日経の報道の時点では、「上場廃止」の方針が決まっていた。なのに、その後何らかの事情で方針が覆った。でも、なぜ? 誰がひっくり返した? 目的は? 抵抗はなかったのか?

 

 こうやって読むと、新聞記事って面白い。ちょっとしたミステリー小説である。

 日経は

 「今後とも本紙はこの問題について詳細に取材、報道していきます」

 と宣言した。ミステリーに例えれば、赤っ恥をかかされた刑事が、真犯人は必ず俺の手であげる、と捨てぜりふを残して街に飛び出したようなものである。さて、日経の少年探偵団の実力や如何に? この小説、ますます面白くなりそうである。

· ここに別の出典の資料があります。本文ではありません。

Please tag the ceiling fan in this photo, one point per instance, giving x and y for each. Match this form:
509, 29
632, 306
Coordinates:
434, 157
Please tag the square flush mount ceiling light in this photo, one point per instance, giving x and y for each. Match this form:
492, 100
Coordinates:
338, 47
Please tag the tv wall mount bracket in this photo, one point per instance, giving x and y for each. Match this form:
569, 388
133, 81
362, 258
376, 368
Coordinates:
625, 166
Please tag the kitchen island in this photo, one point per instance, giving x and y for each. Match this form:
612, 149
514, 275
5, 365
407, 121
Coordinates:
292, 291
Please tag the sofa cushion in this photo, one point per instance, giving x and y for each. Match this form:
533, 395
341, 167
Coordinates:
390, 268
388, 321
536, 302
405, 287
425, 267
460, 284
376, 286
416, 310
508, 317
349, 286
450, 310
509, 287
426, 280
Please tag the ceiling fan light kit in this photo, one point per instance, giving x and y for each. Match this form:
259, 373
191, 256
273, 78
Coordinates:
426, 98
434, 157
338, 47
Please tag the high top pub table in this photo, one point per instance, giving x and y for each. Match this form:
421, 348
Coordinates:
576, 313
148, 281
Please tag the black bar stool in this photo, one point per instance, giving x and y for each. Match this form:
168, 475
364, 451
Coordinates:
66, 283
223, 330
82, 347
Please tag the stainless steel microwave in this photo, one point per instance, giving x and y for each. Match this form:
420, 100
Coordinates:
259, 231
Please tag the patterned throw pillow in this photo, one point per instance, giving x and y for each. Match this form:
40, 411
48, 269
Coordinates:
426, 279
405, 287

 にしても、だ。日興上場廃止は、多くの新聞が追随したらしい。どの新聞かは知らないが、いったい彼らはどんな取材をしたのだろう? あとから書いて、最初に書いた新聞と同じ間違いをするとは、きっと恥という概念を知らない記者がたくさんいるのだろう。
 
 各紙の朝刊にざっと目を通してみたが、日経のように

 「真犯人は俺の手であげてやる!

 と宣言したところはない。恥知らずどもは口をぬぐうつもりなのだろうか?
 自らの紙面に責任を持たない新聞は、もはや報道機関とは呼べないはずだが。

 がんばれ、日経!
 しばらく、日経から目が離せない。